The courthouse and Mr Lincoln are constant. My friends and I climbed that statue, ran through the courthouse, up and down the marble staircases. No one shooed us out or paid much attention to us, but I always knew they knew who I was and there wasn’t much I was going to get away with.
I stand by the fence at the pool and see a summer dawn 40 years ago: a covey of slumber party girls climbs over the fence at the pool and swims for about two and a half seconds. They hear a car and run shrieking, over the fence, down the back path. They circle up to Saba’s bakery, to the back door to beg for fresh donuts, then home to sleep till noon.
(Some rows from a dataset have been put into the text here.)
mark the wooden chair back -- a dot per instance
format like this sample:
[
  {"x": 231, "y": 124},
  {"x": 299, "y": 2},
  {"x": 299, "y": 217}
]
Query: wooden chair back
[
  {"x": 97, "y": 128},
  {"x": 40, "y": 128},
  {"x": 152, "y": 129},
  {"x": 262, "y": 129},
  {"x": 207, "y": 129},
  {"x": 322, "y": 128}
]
We grew up, oh so slowly it seemed, finally got our driver’s licenses, cruised the square, hung out at Tiny’s and the Dairy Queen and outside the library on Wednesday nights. We went to dances at the youth center under the pool hall. We went to school, we spent our summers at the pool, we left town.
But so many of us come back.
A city friend listening to our hometown tales could not get over that we still remembered where our friends had lived in Jefferson, that we still had friends in Jefferson, that we return at all.
But how can we not? As much as it’s changed, Jefferson is as familiar as the scent of peonies, as real to me as those long-gone trees that I played under on the rainy afternoons of my childhood. These hot, humid nights and cicada-sung days I’ve spent here this summer are a lullaby of my childhood – You are safe, secure, they sing.
No place on earth can cradle me like Jefferson does.
Colleen O’Brien Clopton left Jefferson in 1962 but returns often to visit her family and friends.
Epilogue – A few things have changed in a quarter of a century. Jefferson has lost too many downtown businesses while beautifying the square is a Jefferson Matters endeavor that is impressive.